If you cannot find a co-owner of the dog or a landlord that can be held liable, consider whether the dog owner was serving as the agent of another person, or whether the dog was used in connection with company business. For example, if the in-residence caretaker on a lot of real property is uninsured for dog attacks, consider whether the presence of the caretaker's dogs serves a business purpose of the owner of the lot, such as keeping trespassers off the property. That would make the property owner liable as the employer or as the principal of the caretaker.
In cases where you are stuck with an uninsured dog owner, you have to look hard at his assets and prospects. You need to find out not only whether he owns real property, cars and boats, but also what line of work he is in, what his job title is, and what it pays. In other words, you have to engage an investigator to do an asset check. Do not stop there, however. Find out who the dog owner's parents are, determine whether they are still alive, and form a judgment as to whether the dog owner is soon going to inherit a considerable sum of money from them.

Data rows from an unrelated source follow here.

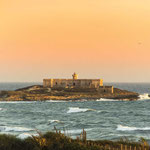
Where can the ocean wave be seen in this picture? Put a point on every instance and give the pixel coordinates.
(77, 110)
(56, 101)
(54, 121)
(16, 102)
(26, 135)
(76, 131)
(144, 96)
(15, 129)
(2, 109)
(127, 128)
(106, 100)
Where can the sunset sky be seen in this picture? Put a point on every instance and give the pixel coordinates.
(107, 39)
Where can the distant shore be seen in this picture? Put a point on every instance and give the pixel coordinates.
(38, 93)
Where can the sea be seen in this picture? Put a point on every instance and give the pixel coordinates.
(102, 119)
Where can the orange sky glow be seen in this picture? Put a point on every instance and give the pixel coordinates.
(107, 39)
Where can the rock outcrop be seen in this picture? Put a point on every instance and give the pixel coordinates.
(38, 93)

Suppose none of that works? Well, you need to file a lawsuit. In many cases, you will be pleasantly surprised when you receive a copy of the Answer, signed by an insurance defense attorney. It turns out that many dog owners are so convinced that the dog had every right to bite the victim, or that the dog did not hurt the victim, that they conceal their insurance until the last possible moment. In other cases, you will receive a phone call from a privately retained attorney, who will be more than willing to confirm that the defendants have no insurance, and to begin negotiating a modest settlement.

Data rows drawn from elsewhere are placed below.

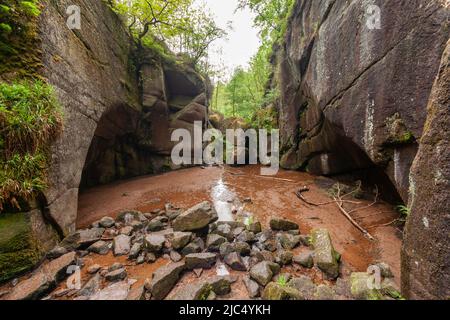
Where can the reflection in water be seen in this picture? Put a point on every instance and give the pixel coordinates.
(224, 201)
(221, 270)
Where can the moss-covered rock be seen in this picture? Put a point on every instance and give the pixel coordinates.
(275, 291)
(24, 238)
(325, 257)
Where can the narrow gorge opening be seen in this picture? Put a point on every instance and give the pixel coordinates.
(359, 109)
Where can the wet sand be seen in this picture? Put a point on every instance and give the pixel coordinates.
(270, 197)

Finally, there will be those times when the defendant fails to respond to the lawsuit. The dog bite victim has to decide whether to obtain a judgment based on the default. That is a very difficult decision to make. The standard of care for attorneys does not necessarily require taking a default judgment in every case, especially after determining that the defendant lacks insurance, assets and prospects.
When an uninsured defendant appears with an attorney, you need to either enter into a settlement that makes sense given the defendant's financial condition, or continue to pursue the possibility that there is insurance. The privately retained defense lawyer may not be aware of all the different types of insurance that can cover personal liabilities; he might be relying on the dog owner who incorrectly believes that he lacks coverage for dog bites. In fact, there are not only homeowner policies and the renters policies, but also umbrella policies and excess liability policies. There are even some insurance brokers who, in selling a customer "full coverage" for motor vehicle accidents, combine a low-cost motor vehicle liability policy with an umbrella policy – and the latter covers dog bites. Consider using interrogatories to learn the name of the dog owner's insurance broker so that you can go to the source and ask questions there.